More than wings, however, players can add tails, horns, antlers, tattoos, auras, and tracks that all change the appearance of your fairy and add more abilities to your character. By the end of the 14-hour game, your fairy is going to be almost imposing, with large wings, grasshopper antennae, a scorpion tail, and some floating aura familiars. Again, it’s a neat effect, and coupled with how pretty the game looks, it’s very satisfying.
This customization also applies to how you interact with other characters. While there is no over-arching good/evil system, depending on how you act to characters impacts how they treat you. For example, if you act like an icy bitch to the Fairy King, he may not treat you so well the next time you see him. Another example would be the Sphinx, who as the protector of the poor people of the City of Mirage, will be icy to you if he catches you trying to kill them all. It’s a little bit of good/evil that makes acting one way or another more dynamic.
A cool little side effect of this is that each player will have a personal “fairy tale” that is recorded in a book. Your character’s appearance, coverage of your adventure, the order of your actions, and even how other perceive you will all be recorded, and you can trade you fairy tale with other players and friends on your friends list.

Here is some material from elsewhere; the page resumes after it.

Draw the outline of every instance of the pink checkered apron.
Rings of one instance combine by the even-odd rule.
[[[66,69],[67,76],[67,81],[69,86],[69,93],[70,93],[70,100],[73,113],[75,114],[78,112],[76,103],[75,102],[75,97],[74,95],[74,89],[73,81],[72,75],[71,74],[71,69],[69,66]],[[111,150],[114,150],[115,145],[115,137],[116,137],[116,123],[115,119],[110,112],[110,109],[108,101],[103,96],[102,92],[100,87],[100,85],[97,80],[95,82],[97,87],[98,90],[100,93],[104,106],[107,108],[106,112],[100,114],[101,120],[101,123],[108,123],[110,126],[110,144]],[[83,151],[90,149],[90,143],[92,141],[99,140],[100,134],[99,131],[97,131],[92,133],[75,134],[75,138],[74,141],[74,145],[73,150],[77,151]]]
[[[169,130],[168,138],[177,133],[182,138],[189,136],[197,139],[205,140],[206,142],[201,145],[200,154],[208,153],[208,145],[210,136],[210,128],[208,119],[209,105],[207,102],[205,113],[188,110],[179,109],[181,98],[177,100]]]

If you can’t tell, I’m pretty impressed with Faery: Legends of Avalon. While the idea of playing as a fairy is not appealing at all, the world that Spiders has created is impressive and distinct. I’m very impressed with what they have done with the art direction, as there is more style and beauty in this game than in many others. While I am concerned that the battle system might be secondary to everything else, I think over all the game could be a pleasant surprise for players in early November.